The Subjective Experience

Audiophiles, it is said, use your music to listen to their gear. It is well established that most of what audiophiles "hear" is subjective -- in blind testing, they cannot tell the difference between their solid gold cables, and cheap cables from Walmart. This doesn't mean, though, that they're not hearing something.

Hearing, like vision, is a construct of the mind. Just because we have to know some related fact before we can "hear" or "see" something doesn't mean we're not hearing or seeing it. The tricky bit is that you can tell an audiophile that the solid gold cables with the directional arrow on them are in use, and, whether they are or not, the audiophile will hear the more three-dimensional sound stage, or whatever.

There are, assuredly, things we can see in photographs that are not there. Photographs taken with a Nikon D800 and a Zeiss Otus Mumblefart lens (or, more to the point, with EXIF data which suggests this) appear on the internet, scaled down to 1500 pixels on the long side, and people will exclaim with delight. Shoot something with a cell phone, make sure the blacks are dark, and tell people you shot it on film, watch the cooing begin.

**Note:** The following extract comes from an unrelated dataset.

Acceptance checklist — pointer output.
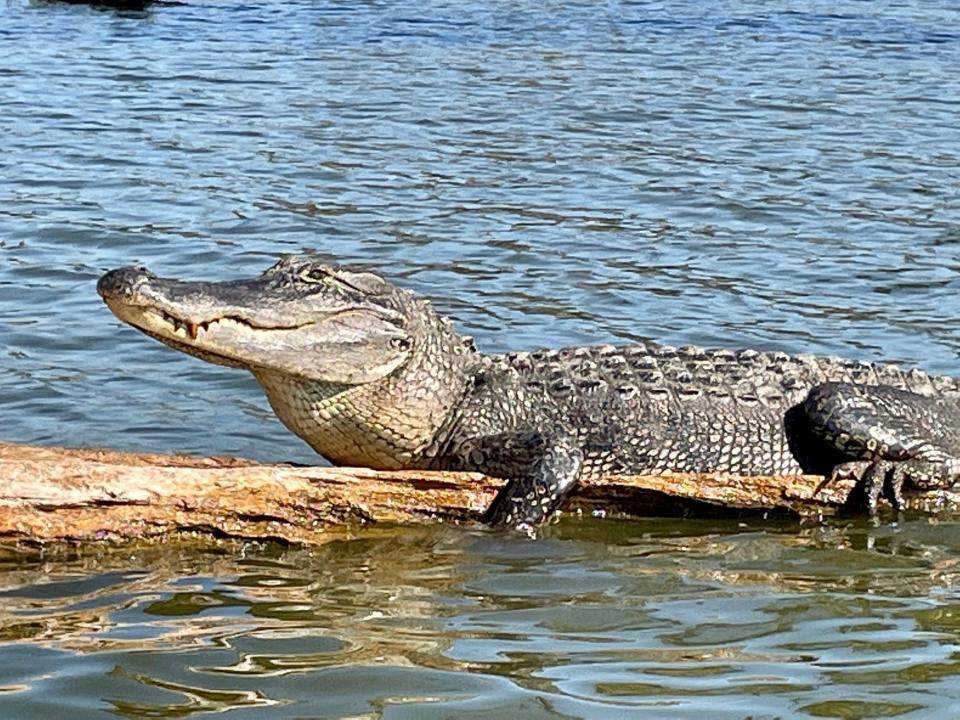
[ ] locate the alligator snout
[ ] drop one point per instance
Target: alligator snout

In short, people see stuff they think they ought to see based on what we tell them. Stuff that is not there.

On the flip side, "serious photographers" are fond of rattling on about "the light! the light!" which usually means either waiting for sundown, or using a really big modifier. Then they take a picture, and show it to people. If you tell your audience about how amazing the light was, they'll see it, most likely. If you don't, they'll see that you shot it at around sundown, and totally miss how "awesome the light is". That's because there isn't anything awesome about the light. It's sundown. Happens every single day. Also, we've all seen a zillion of these things. Ho hum.

In general, self-styled photographers spend a lot of time monkeying around with things that non-photographers won't see unless they're told about them. This is OK, because mostly self-styled photographers are shooting pictures for other photographers to look at, and those people will quite likely notice that you used short lighting on the plump subject, and will applaud approvingly.

So what?

Well, there's a lot of technical stuff that we won't consciously notice without foreknowledge. Either we get told about the Zeiss Zebulon lens, or we just know short lighting, or whatever. Without the knowledge, the technical feature is invisible. Either because it does not exist in any measureable way, or because we're blind to it.

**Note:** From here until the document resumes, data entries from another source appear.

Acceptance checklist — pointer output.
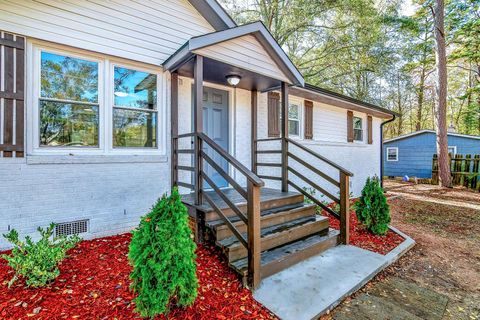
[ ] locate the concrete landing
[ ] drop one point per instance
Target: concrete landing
(318, 284)
(309, 288)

There are technical things which do exist, in a measurable way, to which we are blind, but which may nonetheless change how we perceive the picture.

Try this experiment. Gather up some photos. Sort them in to pictures you think are "good" and pictures you think are "not as good". Now look at any real resource on composition, by which I mean, avoid resources aimed at photographers.  Take the ideas and principles you learn, and apply them to the pictures.

I bet you'll find that the "good" ones tend to align with the ideas and principles better than the "bad" ones.

Ugh, so now we're got a mess.

There's stuff that's measurable (real) and stuff that's not measureable (not real).

There's stuff we perceive consciously. There's stuff we perceive, but not consciously. And there's stuff we're completely blind to.

So, to summarize:

There are things we perceive consciously. These may or may not be real.

There are things we perceive unconsciously. These tend to be real, but there's probably some sort of continuum of consciousness, and of realness.

There are things we're blind to. These may or may not be real.

The magic is probably in the stuff we perceive unconsciously, which is mostly real stuff. If just anyone can perceive it consciously, they can probably just shoot it themselves. It's "obvious".

If most people are blind some stuff, who cares about that stuff?

If most people can feel something, but only unconsciously, well, now we've got something, don't we? This is the sort of thing that actual theories of composition are getting at.

If you don't know to look for it, you won't particularly notice that the most interesting thing in the frame (the "subject") is also the highest contrast point. You won't notice the way things are specifically organized by contrast, by position, into a heirarchy of importance. You won't notice the way complementary colors are used.

But these things will most likely affect you, you will mostly likely think the picture is "better" for them.